The firm says, this quarter, its GMV increased by 69% compared to the second quarter of 2018, due to a strong marketplace growth and robust consumer acquisition and re-engagement momentum. It’s Active Consumers stood at 4.8 million, up from 3.2 million a year ago and 4.3 million at the end of the first quarter of 2019.

JumiaPay, which is now offered in Nigeria, Egypt, Ivory Coast, Ghana, Morocco and Kenya, remained a key focus area for the firm and has been expanded beyond the marketplace.

“We have also expanded the scope of JumiaPay beyond our physical goods marketplace. As of December 31, 2018, JumiaPay was only available within our physical goods marketplace.

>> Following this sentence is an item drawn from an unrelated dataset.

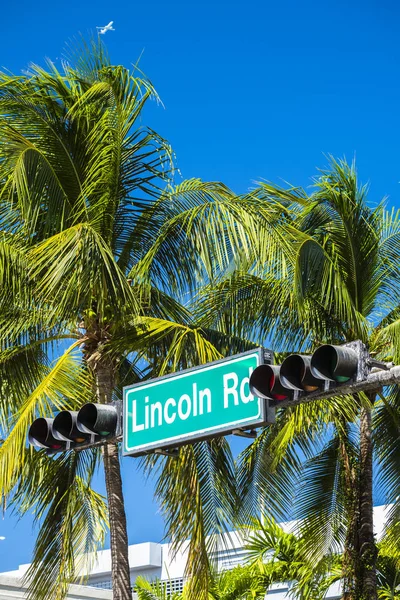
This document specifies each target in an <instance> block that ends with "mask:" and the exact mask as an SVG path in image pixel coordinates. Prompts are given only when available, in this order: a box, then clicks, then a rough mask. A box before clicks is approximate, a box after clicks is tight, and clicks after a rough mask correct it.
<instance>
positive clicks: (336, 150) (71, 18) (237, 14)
mask: <svg viewBox="0 0 400 600" xmlns="http://www.w3.org/2000/svg"><path fill="white" fill-rule="evenodd" d="M399 17H400V6H399V5H398V3H396V2H395V1H394V0H379V1H378V0H372V1H368V0H362V1H361V0H353V1H352V2H349V1H348V0H347V1H344V0H337V1H336V2H333V1H330V2H326V1H323V0H318V1H317V0H314V1H311V0H303V1H301V2H299V1H297V2H296V0H281V1H280V2H272V1H271V0H258V1H257V0H246V1H241V2H235V1H234V0H232V1H230V2H227V1H222V0H213V1H211V0H204V1H203V2H196V1H192V2H190V1H188V0H186V1H185V2H184V1H178V0H169V1H168V2H167V1H165V0H164V1H160V0H151V1H147V2H145V1H143V0H141V1H140V2H139V1H137V0H133V1H128V0H125V1H121V0H113V1H112V2H110V1H108V2H105V1H104V0H96V2H94V1H92V0H86V1H83V0H79V2H78V1H77V0H69V1H68V2H67V3H65V2H64V3H62V2H49V0H36V1H35V2H31V1H29V2H28V1H27V0H21V1H20V2H18V3H12V2H6V3H4V6H2V27H1V36H0V66H2V67H3V68H6V69H8V70H11V71H13V72H16V73H18V72H20V71H21V70H22V69H24V68H26V66H27V65H28V64H29V62H37V63H43V59H44V57H46V56H47V57H50V58H51V59H53V60H57V57H60V56H62V51H63V48H64V47H65V45H66V43H67V42H68V41H69V40H71V39H72V38H73V37H74V36H77V34H78V33H79V32H81V33H83V34H88V33H89V32H90V31H93V30H94V28H95V27H96V25H105V24H107V23H108V22H109V21H110V20H114V27H115V29H116V30H115V31H112V32H109V33H107V34H106V36H105V41H106V42H107V45H108V48H109V51H110V54H111V58H112V60H113V62H114V63H115V64H118V63H124V64H125V65H129V64H131V63H133V62H135V61H136V60H137V58H138V56H139V55H140V53H141V52H142V50H143V49H144V53H143V56H142V60H141V67H142V69H143V70H144V71H145V72H146V74H147V75H148V76H149V77H150V78H151V79H152V81H153V83H154V84H155V86H156V88H157V90H158V92H159V94H160V96H161V98H162V100H163V102H164V105H165V110H163V109H162V108H161V107H158V108H157V107H156V105H154V107H152V109H151V110H150V111H149V113H148V119H149V125H151V126H152V127H153V128H154V129H156V130H157V131H158V132H159V133H160V134H162V135H163V136H164V137H166V138H167V139H168V140H169V141H170V142H171V144H172V146H173V148H174V150H175V152H176V154H177V158H178V166H179V167H180V169H181V171H182V174H183V176H184V177H185V178H186V177H201V178H202V179H217V180H222V181H224V182H225V183H226V184H227V185H229V186H231V187H232V188H233V189H234V190H235V191H237V192H243V191H245V190H247V189H248V188H249V187H250V186H251V185H253V182H254V181H255V180H260V179H268V180H271V181H273V182H276V183H279V181H280V180H285V181H289V182H290V183H292V184H295V185H303V186H307V185H309V184H310V178H311V177H312V176H313V175H315V173H316V168H317V167H323V166H325V165H326V163H327V161H326V159H325V157H324V154H333V155H334V156H336V157H342V156H346V157H347V158H348V159H351V158H352V157H353V156H354V155H356V157H357V163H358V169H359V173H360V176H361V179H362V180H363V181H364V182H366V181H369V182H370V183H371V191H370V199H371V201H372V202H378V201H379V200H380V199H381V198H382V197H383V196H386V195H388V196H389V202H390V203H391V204H394V205H397V206H400V202H399V199H400V184H399V180H400V164H399V145H400V112H399V106H400V101H399V100H400V78H399V71H400V69H399V64H400V63H399V59H400V45H399V43H398V30H399ZM134 462H135V461H134V460H133V459H129V458H127V459H125V460H124V467H123V476H124V485H125V495H126V499H127V512H128V523H129V539H130V542H131V543H132V542H136V541H144V540H148V539H151V540H155V541H157V540H160V539H161V538H162V531H163V528H162V521H161V518H160V517H159V515H157V514H156V512H157V507H156V506H155V505H154V503H152V501H151V497H152V490H151V486H150V485H147V486H146V487H143V481H142V479H141V477H140V476H139V475H138V474H137V472H136V469H135V467H134ZM99 480H100V478H99ZM1 536H5V537H6V539H5V540H0V571H4V570H8V569H12V568H16V567H17V565H18V564H19V563H22V562H29V560H30V556H31V550H32V546H33V541H34V536H33V534H32V530H31V522H30V521H29V519H24V520H23V521H22V522H20V523H18V524H17V521H16V519H15V518H13V517H12V516H10V515H9V514H8V513H6V516H5V519H4V520H3V521H0V537H1Z"/></svg>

It is now also available within our on-demand services, Jumia Food, and hotel booking portals, Jumia Travel, in selected countries,” said Sacha Poignonnec and Jeremy Hodara, co-CEOs of Jumia.

The firm also said it’s continuing to expand the range of financial and digital services available from third parties, powered by JumiaPay, offering its consumers every day services such as micro-loans, event tickets and deals vouchers.

According to the firm, GMV increased by 68.9% from €166 million in the second quarter of 2018 to €281 million in the second quarter of 2019, on the back of the growth of Active Consumers and spend per Active Consumer. GMV is the total value of orders including shipping fees, value added tax, and before deductions of any discounts or vouchers, irrespective of cancellations or returns.

The number of Active Consumers as of June 30, 2019 was 4.8 million, up from 3.2 million a year ago and 4.3 million at the end of the first quarter of 2019. Jumia’s First Party revenue increased by 39.2% in the second quarter of 2019 compared to the second quarter of 2018. Jumia undertakes first party activity to fulfill unmet consumer demand but its being reduced.

Gross profit increased by 93.6% from €8.9 million in the second quarter of 2018 to €17.3 million in the second quarter of 2019, as a result of increased platform monetization. Operating loss increased from €41.9 million in the second quarter of 2018 to €66.7 million in the second quarter of 2019 mainly due to an increase in SBC expense.

Jumia has removed sellers, terminated employees and JForce agents who collaborated with employees in order to benefit from differences between commissions charged to sellers and higher commissions paid to JForce agents.

Jumia also added that the several class-action lawsuits filed against it and certain of its officers in connection to its initial public offering remain in their preliminary stages.